There’s been controversy, surprise defeats, media outbursts and ‘boring’ football.
Lingard has done his best to deflect it – but in reality, he’s only made a difference a few times.
He scored an injury-time equaliser to grab his second at home to Burnley; he scored two goals away at Arsenal, and he came off the bench to grab the winner against Chelsea.
Other than that, he hasn’t really contributed an awful lot.
What has benefited him, though, and where he has been ‘fortunate’, is the timing of his goals. At home to Burnley, he spared the blushes, away at Arsenal is a big game, and as long as Mourinho is at the helm a victory over Chelsea will always be a sweet taste.
If these five goals had been scored at home to a Brighton, West Ham or Stoke City, then it’s unlikely he’d be receiving the praise he is.
Paul Pogba scrutiny helping Lingard
After making the switch from Juventus two summers ago, many expected Paul Pogba to make waves in the Premier League.
In reality, it hasn’t yet worked out for the Frenchman.
In and out of the team, media scrutiny and lack of good performances have hampered Pogba in his second season back in England.
For Lingard though, it is yet another surrounding negative that is putting him in a positive light.
Such is the lack of convincing performances from Pogba so far, that it has opened the opportunity for others to appear to shine in his absence, in somewhat of a ‘consolation’ scenario.

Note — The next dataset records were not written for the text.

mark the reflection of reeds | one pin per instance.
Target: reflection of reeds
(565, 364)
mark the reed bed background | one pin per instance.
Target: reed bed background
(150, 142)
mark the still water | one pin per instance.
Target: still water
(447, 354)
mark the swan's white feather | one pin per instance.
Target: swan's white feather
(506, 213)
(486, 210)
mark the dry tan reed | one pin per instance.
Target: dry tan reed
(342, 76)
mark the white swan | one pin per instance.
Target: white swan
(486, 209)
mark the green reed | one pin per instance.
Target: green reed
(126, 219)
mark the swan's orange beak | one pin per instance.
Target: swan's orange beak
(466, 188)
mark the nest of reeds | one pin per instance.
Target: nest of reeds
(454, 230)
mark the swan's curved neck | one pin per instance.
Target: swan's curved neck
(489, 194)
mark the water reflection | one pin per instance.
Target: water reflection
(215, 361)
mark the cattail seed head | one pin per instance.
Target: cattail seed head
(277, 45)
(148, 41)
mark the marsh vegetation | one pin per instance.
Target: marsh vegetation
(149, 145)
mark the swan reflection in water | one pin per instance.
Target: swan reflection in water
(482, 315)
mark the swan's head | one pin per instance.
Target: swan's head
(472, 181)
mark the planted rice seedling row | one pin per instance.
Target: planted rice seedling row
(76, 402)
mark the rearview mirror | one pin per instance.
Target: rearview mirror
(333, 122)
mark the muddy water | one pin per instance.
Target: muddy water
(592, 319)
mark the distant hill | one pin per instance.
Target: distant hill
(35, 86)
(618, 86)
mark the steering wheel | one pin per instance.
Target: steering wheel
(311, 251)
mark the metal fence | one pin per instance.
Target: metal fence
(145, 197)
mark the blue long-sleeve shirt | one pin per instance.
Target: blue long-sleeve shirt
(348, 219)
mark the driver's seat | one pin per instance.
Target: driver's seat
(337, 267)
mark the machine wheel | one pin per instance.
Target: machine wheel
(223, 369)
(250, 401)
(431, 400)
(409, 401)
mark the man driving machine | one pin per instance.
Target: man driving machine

‘Pogba isn’t doing it, but Lingard is flying’. It masks the reality, it gives United fans a false sense of positivity.
Were United to be top of the league, and Pogba scoring goals, assisting at will and playing to his believed standard, you’d have to question whether Lingard would be talked about, regardless of what he’d achieved.
World Cup year adding to the hype
From an England perspective, Lingard’s reputation has been enhanced that this season is a World Cup year.
England’s recent summer tournament performances are an argument for another day, but the inevitable ‘I think we may get far, I’ve got a good feeling’ lines will come out once the domestic campaign ends.
England’s midfield talent pool is hardly overflowing, and it’s another situation that Lingard is enjoying.
Lingard wouldn’t have had a chance of getting into England squads of yesteryear – the quality of player was just too high. He’s not the only one, there are many in the set-up today that, 10 years ago, wouldn’t have had a look in.
It goes to show how little one has to contribute and achieve in the current day to get an England call-up. Score a big goal or two, and you’re in.
Lingard has only been in the squad 15 times. He’s made only 10 appearances, and only six starts. Of those ten, only four have been in competitive games.
The numbers are hardly anything to scramble over, his solitary goal came in the recent victory over the Netherlands, and his single assist in the following friendly with Italy at Wembley.
Surely England can’t rely and pin hopes on a player with figures like that?
Consistency the key
In Lingard’s defence, much like a teenager seeking that first job, he hasn’t been given much of an opportunity to build experience and feature regularly.
This is only his second full season at Old Trafford, and time will tell whether he’s able to sustain the hype and buzz in the coming seasons.
Remarkably, Lingard has only completed the full 90 minutes three times this season and contributed nothing in either of those games.
His success from the bench has been far greater, single-handedly earning United four points with the goals against Burnley and Chelsea.
But to be considered as a real hope for England and to earn his newfound media clamour, he must be much more consistent and do much, much more.
In the league, Lingard has only scored twice in 2018 and has zero assists. In the Champions League all season? Zero goals, zero assists.
Player of the year contender? You must be joking.